Already in the two short weeks of shutdown, several NASS reports were not released as scheduled. Poultry Slaughter, Agricultural Prices, Broiler Hatchery, and Dairy Products are among the essential livestock reports that have not been released. FAS is scheduled to release November trade data on January 8th, and the next WASDE is scheduled for January 11, but that data, too, will not be available if the shutdown continues. The most extended government shutdown occurred in 1995 to 1996 and lasted three weeks. In the past, some data has been able to be recovered and released at a later date. However, in the cases where the data is done by survey, as with many of the USDA NASS reports, that data is usually not recoverable because the survey was not sent or collected.

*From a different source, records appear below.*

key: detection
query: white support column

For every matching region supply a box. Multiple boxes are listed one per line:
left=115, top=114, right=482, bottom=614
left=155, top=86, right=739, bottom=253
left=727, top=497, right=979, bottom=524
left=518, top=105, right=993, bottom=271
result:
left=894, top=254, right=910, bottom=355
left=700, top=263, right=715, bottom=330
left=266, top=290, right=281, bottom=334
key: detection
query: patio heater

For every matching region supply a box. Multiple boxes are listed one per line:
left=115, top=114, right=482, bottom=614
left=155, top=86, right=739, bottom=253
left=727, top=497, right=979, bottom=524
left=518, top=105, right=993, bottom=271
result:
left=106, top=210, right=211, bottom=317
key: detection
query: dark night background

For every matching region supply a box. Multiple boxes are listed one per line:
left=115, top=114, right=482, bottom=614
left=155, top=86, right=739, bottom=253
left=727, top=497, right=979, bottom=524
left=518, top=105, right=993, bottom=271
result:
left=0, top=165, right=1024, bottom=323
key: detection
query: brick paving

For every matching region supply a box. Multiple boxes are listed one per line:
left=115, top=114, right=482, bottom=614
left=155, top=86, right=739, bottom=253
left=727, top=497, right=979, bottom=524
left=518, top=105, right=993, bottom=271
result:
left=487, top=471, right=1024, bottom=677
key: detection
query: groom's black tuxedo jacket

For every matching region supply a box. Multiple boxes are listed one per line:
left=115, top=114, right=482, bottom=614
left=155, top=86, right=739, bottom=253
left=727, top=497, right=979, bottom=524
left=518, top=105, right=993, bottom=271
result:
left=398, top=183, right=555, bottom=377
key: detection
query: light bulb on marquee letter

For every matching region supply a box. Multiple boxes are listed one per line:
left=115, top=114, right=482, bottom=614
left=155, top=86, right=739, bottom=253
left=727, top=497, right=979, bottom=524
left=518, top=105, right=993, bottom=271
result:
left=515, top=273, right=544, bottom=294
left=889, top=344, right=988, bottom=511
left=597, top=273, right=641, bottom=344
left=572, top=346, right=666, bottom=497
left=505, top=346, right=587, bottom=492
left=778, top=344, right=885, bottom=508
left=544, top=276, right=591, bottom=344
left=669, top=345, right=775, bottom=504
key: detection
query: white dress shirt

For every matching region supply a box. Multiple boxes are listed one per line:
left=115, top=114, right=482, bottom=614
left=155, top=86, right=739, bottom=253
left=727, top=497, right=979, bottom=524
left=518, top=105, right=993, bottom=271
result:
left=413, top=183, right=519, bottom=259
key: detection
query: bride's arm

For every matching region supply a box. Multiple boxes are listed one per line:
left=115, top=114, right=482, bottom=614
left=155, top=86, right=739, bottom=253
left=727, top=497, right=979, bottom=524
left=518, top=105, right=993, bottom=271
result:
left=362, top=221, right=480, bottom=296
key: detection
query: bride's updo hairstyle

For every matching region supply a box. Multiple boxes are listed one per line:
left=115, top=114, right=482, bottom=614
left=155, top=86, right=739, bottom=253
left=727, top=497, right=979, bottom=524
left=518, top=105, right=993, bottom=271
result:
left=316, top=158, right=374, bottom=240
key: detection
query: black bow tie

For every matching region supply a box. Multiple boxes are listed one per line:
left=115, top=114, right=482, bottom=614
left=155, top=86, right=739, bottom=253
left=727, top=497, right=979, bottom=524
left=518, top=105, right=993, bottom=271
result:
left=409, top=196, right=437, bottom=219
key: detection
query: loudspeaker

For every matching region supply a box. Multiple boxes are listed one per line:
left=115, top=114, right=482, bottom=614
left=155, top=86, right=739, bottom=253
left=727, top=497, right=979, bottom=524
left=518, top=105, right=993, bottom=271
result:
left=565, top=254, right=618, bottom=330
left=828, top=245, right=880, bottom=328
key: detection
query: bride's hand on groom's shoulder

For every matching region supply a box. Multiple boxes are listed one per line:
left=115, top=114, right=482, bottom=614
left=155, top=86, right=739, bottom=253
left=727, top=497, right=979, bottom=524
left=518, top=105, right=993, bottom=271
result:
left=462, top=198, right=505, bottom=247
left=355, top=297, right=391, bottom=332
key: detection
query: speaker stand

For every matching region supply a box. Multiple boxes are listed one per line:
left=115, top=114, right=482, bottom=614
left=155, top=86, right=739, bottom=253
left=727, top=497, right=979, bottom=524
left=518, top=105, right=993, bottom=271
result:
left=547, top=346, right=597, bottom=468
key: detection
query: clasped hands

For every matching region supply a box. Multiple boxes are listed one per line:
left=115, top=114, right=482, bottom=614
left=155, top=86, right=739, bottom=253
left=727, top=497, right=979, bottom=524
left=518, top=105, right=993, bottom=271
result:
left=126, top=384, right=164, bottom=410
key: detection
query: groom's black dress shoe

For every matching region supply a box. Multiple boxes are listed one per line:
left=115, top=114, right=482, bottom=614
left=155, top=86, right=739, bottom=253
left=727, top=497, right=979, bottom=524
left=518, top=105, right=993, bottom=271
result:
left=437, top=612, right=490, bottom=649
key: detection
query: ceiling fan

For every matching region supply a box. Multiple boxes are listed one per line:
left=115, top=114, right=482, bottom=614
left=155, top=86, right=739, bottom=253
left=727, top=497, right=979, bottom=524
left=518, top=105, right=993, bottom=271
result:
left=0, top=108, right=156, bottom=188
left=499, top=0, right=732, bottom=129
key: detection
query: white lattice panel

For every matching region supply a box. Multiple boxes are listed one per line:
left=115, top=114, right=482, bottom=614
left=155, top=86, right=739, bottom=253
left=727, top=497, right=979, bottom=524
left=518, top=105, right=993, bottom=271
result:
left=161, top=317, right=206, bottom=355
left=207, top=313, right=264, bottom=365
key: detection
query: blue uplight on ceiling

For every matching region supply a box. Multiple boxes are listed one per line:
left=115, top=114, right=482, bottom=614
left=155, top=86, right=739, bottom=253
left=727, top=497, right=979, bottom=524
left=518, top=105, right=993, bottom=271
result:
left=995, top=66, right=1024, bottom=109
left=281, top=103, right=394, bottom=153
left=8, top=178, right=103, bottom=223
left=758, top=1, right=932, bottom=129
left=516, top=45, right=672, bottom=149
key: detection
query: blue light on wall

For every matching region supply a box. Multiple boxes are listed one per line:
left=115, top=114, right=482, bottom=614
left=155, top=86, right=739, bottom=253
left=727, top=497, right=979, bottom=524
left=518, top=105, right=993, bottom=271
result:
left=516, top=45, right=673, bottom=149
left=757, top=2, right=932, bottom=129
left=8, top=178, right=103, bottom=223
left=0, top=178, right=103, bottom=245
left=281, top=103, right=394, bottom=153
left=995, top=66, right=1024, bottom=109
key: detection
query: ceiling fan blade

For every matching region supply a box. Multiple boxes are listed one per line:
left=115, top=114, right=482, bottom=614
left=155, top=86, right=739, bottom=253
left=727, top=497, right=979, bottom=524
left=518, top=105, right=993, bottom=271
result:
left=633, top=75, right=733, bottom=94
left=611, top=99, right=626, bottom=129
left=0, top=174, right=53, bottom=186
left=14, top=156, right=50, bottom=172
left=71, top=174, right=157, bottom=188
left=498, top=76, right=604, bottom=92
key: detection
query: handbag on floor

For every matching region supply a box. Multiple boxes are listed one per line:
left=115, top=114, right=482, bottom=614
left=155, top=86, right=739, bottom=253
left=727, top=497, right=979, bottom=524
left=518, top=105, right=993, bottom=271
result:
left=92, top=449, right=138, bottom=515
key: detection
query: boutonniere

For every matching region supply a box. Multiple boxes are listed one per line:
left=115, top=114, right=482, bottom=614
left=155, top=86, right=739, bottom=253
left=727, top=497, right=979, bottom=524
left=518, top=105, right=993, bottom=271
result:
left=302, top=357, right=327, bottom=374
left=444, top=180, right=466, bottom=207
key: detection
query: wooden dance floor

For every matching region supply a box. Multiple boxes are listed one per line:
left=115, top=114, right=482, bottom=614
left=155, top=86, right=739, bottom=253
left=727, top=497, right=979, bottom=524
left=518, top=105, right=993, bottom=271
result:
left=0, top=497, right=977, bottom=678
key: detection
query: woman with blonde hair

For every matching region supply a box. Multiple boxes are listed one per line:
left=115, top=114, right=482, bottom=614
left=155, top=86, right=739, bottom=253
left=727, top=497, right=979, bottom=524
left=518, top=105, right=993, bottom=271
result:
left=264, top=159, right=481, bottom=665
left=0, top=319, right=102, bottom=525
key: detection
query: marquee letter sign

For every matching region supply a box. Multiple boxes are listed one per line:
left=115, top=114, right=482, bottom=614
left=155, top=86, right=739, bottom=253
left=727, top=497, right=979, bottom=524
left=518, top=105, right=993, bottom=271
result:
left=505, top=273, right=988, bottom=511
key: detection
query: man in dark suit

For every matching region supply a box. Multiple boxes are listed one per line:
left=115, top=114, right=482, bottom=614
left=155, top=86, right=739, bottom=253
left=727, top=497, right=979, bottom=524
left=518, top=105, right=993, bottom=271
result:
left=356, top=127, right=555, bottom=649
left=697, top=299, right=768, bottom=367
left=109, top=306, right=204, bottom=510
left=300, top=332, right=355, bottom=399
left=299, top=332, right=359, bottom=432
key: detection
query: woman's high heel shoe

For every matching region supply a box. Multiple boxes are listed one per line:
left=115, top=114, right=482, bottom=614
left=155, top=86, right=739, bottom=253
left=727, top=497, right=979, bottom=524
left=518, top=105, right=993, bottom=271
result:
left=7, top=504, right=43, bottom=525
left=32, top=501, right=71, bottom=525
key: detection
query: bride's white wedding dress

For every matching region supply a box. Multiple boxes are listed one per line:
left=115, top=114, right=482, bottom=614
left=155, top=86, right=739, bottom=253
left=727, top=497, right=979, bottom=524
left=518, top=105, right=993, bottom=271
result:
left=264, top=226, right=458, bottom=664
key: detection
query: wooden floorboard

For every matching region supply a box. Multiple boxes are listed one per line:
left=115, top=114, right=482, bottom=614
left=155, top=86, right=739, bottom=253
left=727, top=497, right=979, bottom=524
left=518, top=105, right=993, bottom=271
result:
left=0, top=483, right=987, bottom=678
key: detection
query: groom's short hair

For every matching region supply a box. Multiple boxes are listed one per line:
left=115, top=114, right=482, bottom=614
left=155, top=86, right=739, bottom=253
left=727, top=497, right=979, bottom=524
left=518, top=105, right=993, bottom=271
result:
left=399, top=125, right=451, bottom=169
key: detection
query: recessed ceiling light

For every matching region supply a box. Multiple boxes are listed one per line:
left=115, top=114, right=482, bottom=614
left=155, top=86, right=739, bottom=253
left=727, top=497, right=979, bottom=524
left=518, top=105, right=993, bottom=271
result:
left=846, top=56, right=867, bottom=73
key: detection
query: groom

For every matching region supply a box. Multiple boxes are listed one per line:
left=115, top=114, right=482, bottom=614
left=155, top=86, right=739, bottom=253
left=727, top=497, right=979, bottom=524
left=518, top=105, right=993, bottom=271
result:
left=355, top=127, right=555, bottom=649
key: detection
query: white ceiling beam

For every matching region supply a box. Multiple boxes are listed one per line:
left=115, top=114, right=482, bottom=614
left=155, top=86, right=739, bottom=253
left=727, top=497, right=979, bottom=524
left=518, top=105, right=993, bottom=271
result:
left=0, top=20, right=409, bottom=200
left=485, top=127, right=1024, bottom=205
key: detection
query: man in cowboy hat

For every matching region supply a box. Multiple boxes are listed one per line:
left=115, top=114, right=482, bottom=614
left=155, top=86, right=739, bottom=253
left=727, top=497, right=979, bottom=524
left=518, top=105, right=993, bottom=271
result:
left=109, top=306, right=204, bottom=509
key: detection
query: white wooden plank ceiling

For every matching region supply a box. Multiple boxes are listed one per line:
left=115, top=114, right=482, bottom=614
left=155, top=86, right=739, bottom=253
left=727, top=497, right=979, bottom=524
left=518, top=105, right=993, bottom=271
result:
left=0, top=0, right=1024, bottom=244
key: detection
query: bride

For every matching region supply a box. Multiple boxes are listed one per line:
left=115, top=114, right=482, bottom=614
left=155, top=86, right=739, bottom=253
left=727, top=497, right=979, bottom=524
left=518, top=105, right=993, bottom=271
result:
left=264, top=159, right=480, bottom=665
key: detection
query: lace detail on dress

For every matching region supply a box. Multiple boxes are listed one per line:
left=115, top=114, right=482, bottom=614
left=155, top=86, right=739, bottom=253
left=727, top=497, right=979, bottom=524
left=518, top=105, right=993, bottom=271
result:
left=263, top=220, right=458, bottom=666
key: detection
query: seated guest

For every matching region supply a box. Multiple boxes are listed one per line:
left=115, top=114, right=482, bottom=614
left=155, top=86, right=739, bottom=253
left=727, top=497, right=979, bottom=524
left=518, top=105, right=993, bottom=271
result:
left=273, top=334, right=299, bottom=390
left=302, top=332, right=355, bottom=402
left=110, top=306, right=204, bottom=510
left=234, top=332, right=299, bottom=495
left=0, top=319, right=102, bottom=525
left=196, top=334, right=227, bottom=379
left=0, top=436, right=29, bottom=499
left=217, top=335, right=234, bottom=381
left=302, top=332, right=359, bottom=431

Actual slaughter data has been among the most missed weekly market data. That data is compiled by NASS but is released by AMS. It provides valuable information on weights, production, and the number of head slaughtered. The next couple of weeks hold several vital reports that could affect the tone of the entire year. For example, the annual Cattle Inventory is scheduled to be published at the end of this month, that report provides one of only two point estimates in the size of the beef herd, and the number of replacments animals producers are holding. The monthly Cattle on Feed report also is at risk. Without that type of information, cattle markets will be flying blind.